Epithelial cell death and erosion
Intracellular acidosis activates lysosomal enzymes, generates reactive oxygen species on reperfusion, and triggers apoptosis/necrosis of surface cells. Shallow erosions form — they do NOT initially breach the muscularis mucosae (hence "superficial"). Lesions are multiple and cluster in the acid-secreting fundus and body.
Ulceration and bleeding
If the insult continues, erosions deepen into the submucosa where arterioles lie. Erosion into a submucosal vessel = clinically significant bleeding.

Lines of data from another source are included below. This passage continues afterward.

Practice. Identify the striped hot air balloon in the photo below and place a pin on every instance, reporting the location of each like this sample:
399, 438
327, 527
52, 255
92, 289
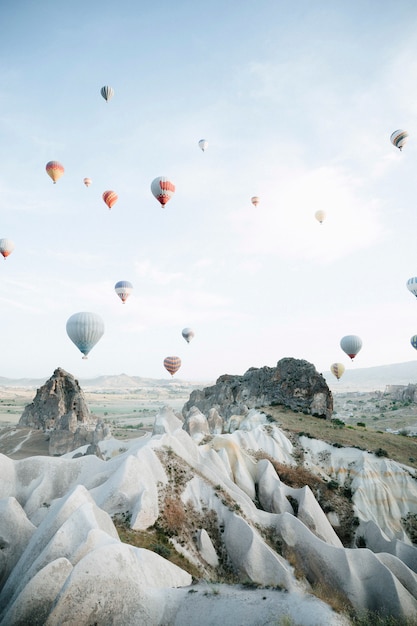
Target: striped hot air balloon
351, 344
55, 170
162, 189
172, 364
85, 329
123, 288
6, 247
107, 92
110, 198
399, 138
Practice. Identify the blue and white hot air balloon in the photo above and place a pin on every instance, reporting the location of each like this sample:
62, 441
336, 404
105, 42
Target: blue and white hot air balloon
107, 92
85, 329
351, 344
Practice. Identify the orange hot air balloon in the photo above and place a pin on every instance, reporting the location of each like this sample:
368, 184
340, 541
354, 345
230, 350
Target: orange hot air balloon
162, 189
110, 198
172, 364
55, 170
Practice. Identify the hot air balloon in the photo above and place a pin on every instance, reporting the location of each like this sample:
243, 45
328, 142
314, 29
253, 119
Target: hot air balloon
162, 189
85, 329
6, 247
188, 334
172, 364
110, 198
123, 289
337, 369
107, 92
351, 344
55, 170
320, 216
399, 138
412, 285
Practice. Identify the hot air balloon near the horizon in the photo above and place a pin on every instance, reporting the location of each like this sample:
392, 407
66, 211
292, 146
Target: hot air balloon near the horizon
188, 334
412, 285
123, 288
337, 369
6, 247
85, 329
162, 189
172, 364
110, 198
107, 92
55, 170
351, 344
399, 138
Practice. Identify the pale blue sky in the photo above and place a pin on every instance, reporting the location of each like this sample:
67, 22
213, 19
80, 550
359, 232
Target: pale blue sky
297, 101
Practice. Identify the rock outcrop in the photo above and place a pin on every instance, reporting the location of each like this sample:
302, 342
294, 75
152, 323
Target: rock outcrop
60, 409
293, 383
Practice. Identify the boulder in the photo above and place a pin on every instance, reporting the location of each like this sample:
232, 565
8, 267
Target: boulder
293, 383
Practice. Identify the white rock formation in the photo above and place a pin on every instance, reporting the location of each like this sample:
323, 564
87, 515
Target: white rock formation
62, 560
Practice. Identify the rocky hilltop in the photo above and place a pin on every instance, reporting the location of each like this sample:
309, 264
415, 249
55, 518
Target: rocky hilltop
293, 383
60, 409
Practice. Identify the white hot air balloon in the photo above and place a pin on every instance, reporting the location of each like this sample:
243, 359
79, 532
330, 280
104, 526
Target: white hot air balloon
85, 329
399, 138
188, 334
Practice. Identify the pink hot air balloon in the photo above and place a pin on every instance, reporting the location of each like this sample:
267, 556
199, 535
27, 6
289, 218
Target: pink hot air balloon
54, 170
110, 198
162, 189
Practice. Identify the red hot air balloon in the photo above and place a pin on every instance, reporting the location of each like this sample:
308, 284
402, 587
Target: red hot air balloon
55, 170
162, 189
172, 364
110, 198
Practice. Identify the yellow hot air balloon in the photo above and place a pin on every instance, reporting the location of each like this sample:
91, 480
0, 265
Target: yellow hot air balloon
337, 369
55, 170
320, 216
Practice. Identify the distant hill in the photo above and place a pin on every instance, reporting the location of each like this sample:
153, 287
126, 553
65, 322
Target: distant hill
373, 378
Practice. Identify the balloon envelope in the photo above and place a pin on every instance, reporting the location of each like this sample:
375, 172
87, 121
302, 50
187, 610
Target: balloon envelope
351, 344
162, 189
85, 329
55, 170
107, 92
110, 198
412, 285
399, 138
172, 364
6, 247
123, 288
188, 334
337, 369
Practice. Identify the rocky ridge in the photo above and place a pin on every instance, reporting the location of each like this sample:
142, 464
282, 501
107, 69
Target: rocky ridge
60, 410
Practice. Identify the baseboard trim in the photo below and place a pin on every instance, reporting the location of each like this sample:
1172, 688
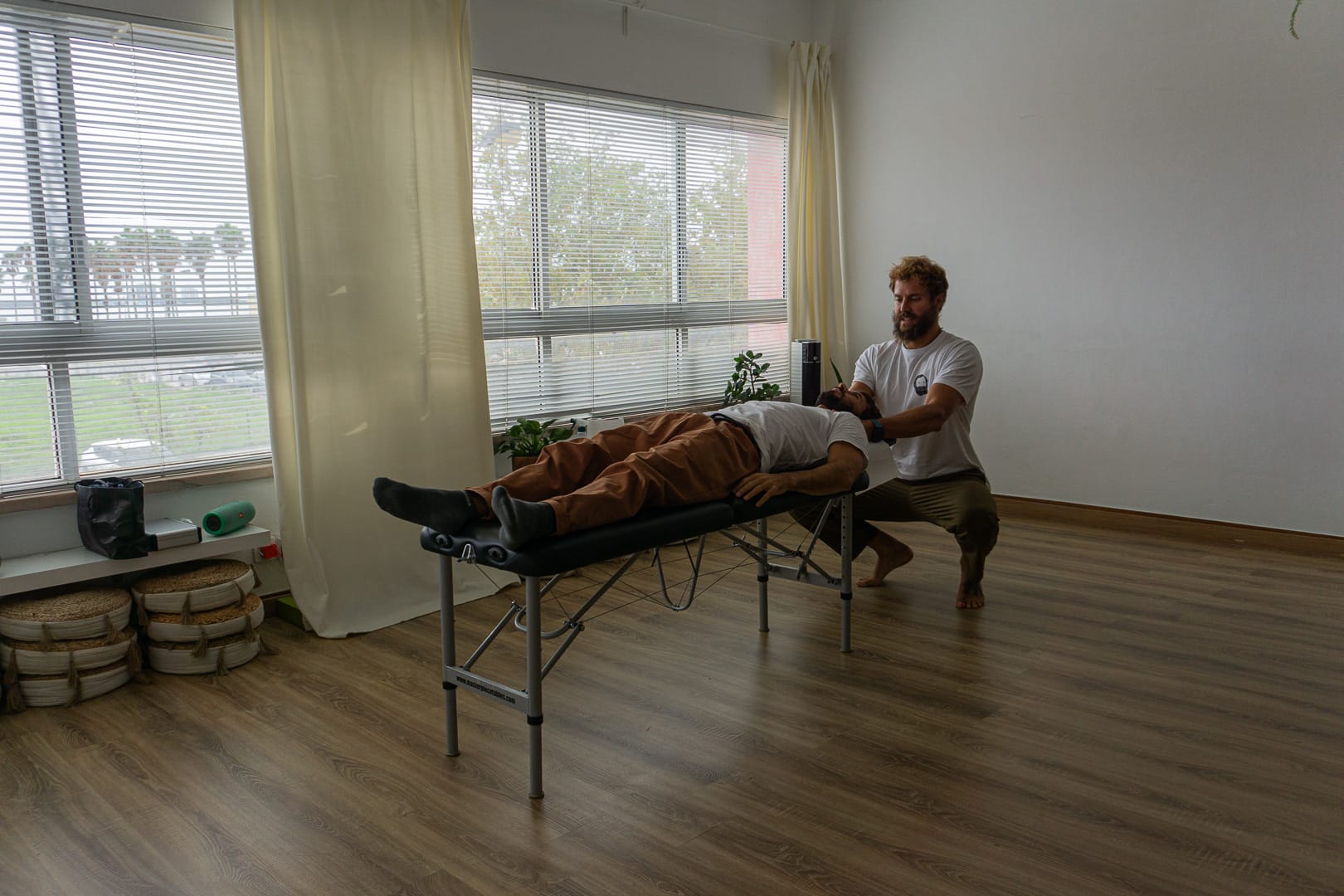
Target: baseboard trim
1174, 527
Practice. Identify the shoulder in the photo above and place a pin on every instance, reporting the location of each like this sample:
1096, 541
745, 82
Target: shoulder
957, 349
878, 349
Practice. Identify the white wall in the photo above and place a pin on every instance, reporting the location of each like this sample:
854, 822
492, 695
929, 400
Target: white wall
1142, 210
668, 56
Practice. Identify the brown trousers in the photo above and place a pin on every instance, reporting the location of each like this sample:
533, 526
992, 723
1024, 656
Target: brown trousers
962, 504
665, 461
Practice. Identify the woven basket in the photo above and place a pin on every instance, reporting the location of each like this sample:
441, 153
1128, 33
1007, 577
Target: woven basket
194, 587
218, 655
69, 616
56, 691
212, 624
56, 659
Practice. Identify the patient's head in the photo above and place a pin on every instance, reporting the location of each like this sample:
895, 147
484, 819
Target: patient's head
843, 399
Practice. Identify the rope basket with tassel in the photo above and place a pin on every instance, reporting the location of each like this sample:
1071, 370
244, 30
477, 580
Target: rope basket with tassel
190, 589
205, 655
212, 624
56, 657
65, 616
63, 689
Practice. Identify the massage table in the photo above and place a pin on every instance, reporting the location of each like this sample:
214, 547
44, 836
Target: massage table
553, 558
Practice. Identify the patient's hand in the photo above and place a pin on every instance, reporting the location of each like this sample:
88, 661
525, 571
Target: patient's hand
762, 486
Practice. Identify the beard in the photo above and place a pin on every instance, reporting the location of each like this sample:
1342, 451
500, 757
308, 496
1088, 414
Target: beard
916, 327
830, 401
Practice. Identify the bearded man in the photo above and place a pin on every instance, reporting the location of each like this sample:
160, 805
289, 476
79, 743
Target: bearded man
925, 381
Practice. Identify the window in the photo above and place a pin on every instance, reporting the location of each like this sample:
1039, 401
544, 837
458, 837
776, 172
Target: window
129, 340
628, 250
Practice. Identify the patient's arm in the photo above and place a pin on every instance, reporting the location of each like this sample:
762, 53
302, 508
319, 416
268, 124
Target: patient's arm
845, 464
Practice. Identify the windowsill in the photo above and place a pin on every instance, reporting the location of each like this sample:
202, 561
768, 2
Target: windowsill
66, 494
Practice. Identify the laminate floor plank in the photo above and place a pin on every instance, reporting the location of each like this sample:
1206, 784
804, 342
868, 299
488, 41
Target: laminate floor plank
1127, 716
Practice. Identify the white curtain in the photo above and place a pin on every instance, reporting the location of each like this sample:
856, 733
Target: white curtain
816, 299
357, 127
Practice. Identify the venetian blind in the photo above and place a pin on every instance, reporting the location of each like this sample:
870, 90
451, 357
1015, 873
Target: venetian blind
129, 338
628, 249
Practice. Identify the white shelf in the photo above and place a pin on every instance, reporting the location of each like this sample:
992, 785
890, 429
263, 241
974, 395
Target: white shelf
80, 564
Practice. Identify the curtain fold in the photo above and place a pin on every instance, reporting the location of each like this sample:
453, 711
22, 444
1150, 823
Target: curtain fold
816, 299
357, 130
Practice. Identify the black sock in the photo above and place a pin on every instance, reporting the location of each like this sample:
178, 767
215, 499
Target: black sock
442, 511
520, 522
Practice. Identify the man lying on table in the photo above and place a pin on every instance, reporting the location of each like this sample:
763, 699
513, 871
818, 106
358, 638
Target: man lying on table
754, 450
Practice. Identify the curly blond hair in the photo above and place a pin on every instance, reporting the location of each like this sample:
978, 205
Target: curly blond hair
929, 273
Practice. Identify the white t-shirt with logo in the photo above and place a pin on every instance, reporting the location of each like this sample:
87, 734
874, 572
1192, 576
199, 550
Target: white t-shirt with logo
793, 437
901, 377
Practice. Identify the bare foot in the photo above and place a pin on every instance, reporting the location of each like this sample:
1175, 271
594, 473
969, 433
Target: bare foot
891, 555
971, 597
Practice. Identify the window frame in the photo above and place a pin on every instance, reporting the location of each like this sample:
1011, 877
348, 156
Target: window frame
62, 277
548, 320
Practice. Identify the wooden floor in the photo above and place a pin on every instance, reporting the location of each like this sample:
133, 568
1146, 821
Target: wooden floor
1125, 716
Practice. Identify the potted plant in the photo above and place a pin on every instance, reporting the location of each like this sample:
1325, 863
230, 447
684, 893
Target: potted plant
747, 382
524, 440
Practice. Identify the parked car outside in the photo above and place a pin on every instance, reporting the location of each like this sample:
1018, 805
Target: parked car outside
124, 453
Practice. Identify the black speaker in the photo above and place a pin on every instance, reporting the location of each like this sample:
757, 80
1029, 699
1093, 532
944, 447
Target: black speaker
806, 371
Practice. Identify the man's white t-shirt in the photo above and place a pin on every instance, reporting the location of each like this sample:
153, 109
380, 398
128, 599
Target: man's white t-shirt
793, 437
899, 379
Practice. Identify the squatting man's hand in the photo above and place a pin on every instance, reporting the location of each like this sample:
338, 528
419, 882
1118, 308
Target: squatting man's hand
761, 486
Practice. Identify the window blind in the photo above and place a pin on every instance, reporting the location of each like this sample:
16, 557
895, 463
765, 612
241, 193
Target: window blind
129, 338
628, 249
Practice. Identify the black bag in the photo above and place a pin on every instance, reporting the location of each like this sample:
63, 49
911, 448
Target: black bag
112, 518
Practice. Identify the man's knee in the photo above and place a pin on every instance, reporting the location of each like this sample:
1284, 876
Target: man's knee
977, 527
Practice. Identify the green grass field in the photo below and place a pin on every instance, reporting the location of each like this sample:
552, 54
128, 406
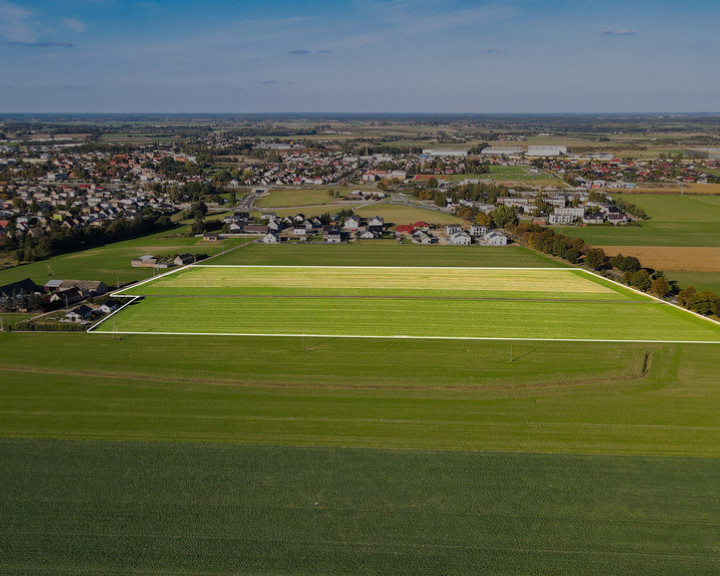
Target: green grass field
375, 254
512, 174
283, 198
587, 398
699, 280
674, 220
403, 302
198, 509
190, 455
110, 262
406, 214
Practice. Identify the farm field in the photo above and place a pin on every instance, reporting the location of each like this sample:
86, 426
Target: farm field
699, 280
406, 214
282, 198
675, 220
588, 398
376, 254
672, 258
218, 280
197, 455
512, 174
403, 302
110, 262
203, 509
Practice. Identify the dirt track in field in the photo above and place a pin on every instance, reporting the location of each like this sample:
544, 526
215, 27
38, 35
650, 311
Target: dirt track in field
671, 258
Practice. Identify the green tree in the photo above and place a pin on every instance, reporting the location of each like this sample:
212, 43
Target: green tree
503, 216
705, 303
685, 296
595, 258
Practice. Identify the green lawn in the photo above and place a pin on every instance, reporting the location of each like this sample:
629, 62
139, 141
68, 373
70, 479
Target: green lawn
699, 280
387, 255
283, 198
185, 509
393, 317
110, 262
512, 173
674, 220
395, 214
585, 398
239, 455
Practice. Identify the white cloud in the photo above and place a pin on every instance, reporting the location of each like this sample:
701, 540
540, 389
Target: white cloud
623, 32
74, 24
15, 25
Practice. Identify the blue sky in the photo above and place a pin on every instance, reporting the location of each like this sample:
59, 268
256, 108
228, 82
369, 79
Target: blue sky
359, 56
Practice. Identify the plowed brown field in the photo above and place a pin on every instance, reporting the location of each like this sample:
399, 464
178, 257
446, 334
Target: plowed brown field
681, 259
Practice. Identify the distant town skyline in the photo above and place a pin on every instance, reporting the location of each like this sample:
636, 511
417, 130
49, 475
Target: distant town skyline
365, 56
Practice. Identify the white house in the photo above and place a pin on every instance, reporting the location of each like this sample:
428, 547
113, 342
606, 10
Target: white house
376, 222
352, 223
460, 239
496, 238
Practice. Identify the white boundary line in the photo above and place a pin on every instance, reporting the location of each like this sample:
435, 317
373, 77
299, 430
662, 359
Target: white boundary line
380, 267
646, 294
571, 269
405, 337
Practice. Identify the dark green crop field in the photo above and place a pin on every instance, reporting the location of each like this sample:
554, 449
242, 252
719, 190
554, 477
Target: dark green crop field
588, 398
183, 509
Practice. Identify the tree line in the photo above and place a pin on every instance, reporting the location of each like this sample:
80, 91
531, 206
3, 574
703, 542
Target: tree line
633, 274
61, 240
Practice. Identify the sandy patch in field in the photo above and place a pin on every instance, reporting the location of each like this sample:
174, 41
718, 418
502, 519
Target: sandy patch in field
679, 259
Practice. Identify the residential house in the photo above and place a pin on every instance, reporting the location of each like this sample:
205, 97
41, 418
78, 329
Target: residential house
333, 236
108, 307
184, 260
255, 229
78, 314
352, 223
147, 261
460, 239
496, 238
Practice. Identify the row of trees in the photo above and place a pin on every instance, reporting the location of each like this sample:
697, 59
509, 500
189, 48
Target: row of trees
63, 240
633, 274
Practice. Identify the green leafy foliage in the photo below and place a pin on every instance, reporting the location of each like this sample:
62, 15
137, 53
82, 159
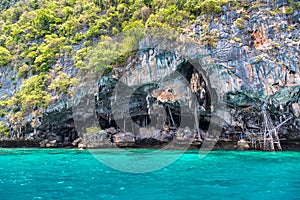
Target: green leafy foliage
4, 56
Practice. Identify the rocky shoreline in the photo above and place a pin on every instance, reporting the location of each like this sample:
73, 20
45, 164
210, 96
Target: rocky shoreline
147, 138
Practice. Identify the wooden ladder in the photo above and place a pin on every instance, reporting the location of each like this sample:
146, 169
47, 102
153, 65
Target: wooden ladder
270, 134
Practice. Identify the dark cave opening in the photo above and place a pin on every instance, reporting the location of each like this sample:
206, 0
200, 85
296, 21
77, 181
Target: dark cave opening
169, 115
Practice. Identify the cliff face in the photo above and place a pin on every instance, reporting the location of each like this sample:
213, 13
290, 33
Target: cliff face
245, 57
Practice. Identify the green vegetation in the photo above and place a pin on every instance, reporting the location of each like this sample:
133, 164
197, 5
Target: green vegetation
4, 130
4, 56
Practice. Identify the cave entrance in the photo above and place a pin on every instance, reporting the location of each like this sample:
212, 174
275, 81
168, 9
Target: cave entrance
148, 108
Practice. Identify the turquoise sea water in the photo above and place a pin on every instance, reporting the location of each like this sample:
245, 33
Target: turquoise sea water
73, 174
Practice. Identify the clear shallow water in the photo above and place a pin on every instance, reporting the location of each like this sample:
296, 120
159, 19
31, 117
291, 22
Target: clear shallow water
73, 174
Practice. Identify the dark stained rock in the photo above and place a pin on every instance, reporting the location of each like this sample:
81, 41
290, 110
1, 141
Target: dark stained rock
124, 139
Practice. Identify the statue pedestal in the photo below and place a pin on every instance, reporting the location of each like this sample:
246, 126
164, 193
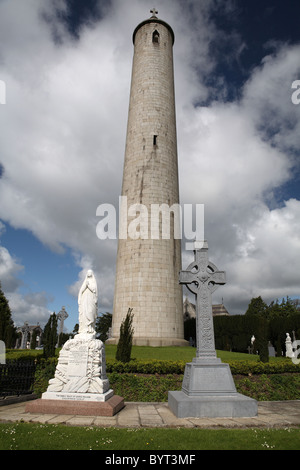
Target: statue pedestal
73, 407
80, 385
208, 391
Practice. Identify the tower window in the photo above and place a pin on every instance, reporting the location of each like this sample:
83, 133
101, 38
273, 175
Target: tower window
155, 37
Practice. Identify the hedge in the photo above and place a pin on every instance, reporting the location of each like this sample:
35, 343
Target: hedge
177, 367
154, 366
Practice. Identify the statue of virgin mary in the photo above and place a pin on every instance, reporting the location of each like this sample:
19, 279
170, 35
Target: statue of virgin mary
87, 303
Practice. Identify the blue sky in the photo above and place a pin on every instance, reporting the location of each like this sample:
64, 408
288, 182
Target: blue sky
67, 67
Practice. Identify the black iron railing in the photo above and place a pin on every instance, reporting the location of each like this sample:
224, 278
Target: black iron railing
16, 378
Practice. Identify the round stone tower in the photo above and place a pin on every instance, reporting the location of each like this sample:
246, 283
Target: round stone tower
149, 259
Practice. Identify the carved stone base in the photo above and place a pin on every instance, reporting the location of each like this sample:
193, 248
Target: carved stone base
98, 397
208, 390
209, 406
70, 407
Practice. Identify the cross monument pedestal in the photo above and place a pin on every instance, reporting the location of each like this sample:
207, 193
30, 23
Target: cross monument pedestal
208, 389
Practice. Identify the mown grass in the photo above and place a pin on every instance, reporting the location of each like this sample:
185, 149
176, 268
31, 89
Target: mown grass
31, 436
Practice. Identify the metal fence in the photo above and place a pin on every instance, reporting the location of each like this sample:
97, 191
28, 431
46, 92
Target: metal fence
17, 378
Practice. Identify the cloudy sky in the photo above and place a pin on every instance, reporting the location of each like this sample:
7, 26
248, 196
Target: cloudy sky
65, 67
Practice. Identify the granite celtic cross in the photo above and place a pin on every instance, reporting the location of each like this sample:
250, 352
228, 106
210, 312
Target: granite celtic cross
154, 12
202, 278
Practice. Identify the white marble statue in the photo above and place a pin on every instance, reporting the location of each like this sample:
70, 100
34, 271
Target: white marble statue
81, 370
288, 346
87, 304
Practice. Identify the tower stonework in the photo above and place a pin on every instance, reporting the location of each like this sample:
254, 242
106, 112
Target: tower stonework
147, 272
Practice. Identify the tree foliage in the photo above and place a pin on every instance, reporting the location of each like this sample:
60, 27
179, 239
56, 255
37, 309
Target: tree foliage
103, 323
50, 336
8, 332
125, 341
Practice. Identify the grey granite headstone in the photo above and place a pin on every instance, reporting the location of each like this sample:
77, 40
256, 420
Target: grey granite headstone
208, 389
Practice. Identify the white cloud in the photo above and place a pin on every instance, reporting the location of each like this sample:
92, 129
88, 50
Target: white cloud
63, 140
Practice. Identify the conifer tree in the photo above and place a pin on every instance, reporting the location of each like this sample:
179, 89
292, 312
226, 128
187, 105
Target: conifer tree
125, 341
7, 329
50, 336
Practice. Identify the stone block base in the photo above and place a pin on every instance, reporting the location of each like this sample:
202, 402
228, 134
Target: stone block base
232, 406
72, 407
155, 342
78, 396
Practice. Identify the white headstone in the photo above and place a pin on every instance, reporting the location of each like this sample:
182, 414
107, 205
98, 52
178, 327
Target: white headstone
81, 370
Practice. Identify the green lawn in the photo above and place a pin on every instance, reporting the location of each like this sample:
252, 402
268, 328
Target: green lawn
29, 436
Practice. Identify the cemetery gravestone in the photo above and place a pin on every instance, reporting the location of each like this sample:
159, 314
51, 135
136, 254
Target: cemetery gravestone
208, 389
80, 384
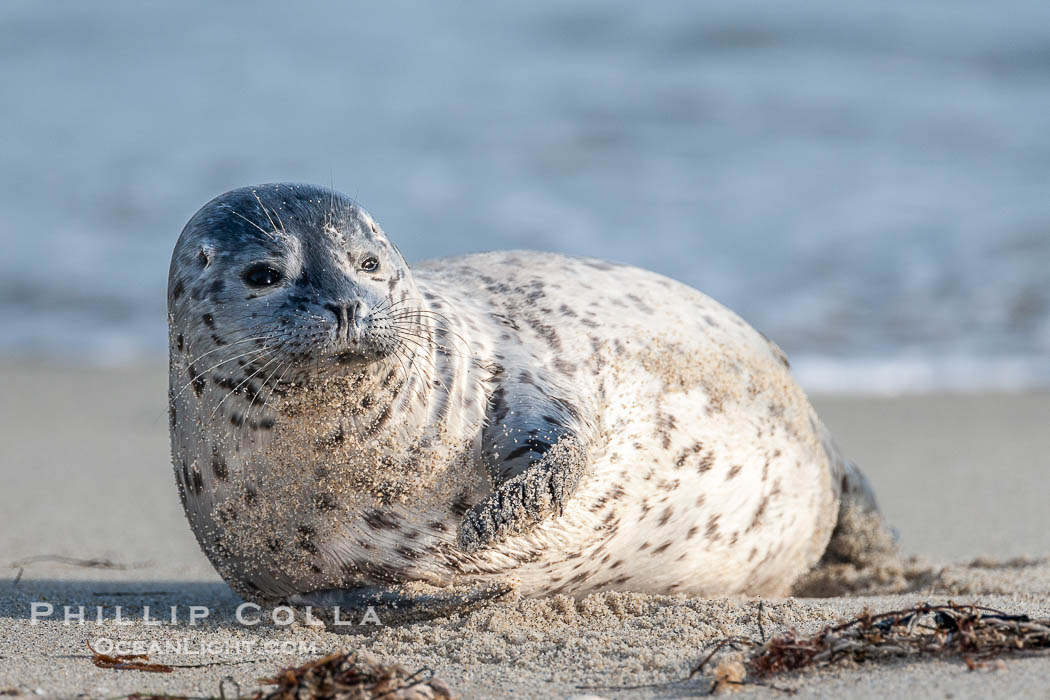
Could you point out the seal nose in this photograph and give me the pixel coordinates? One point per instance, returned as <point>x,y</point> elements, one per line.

Concurrent coagulopathy or thrombocytopenia converts a trivial ooze into a life-threatening haemorrhage — which is why coagulopathy multiplies bleeding risk 4-15x.
Why the fundus and body? — the acid-secreting mucosa bears the brunt
SRMD lesions cluster in the gastric fundus and body — the parietal-cell mass that secretes acid. Two reasons: (1) this mucosa is bathed in the highest concentration of back-diffusing H+; (2) the energy demand of the proton pump makes these cells exquisitely sensitive to ischaemia. The antrum (mucus-secreting, non-acidic) and the duodenum are relatively spared — the opposite distribution to chronic peptic ulcer disease (duodenum/antrum). [1]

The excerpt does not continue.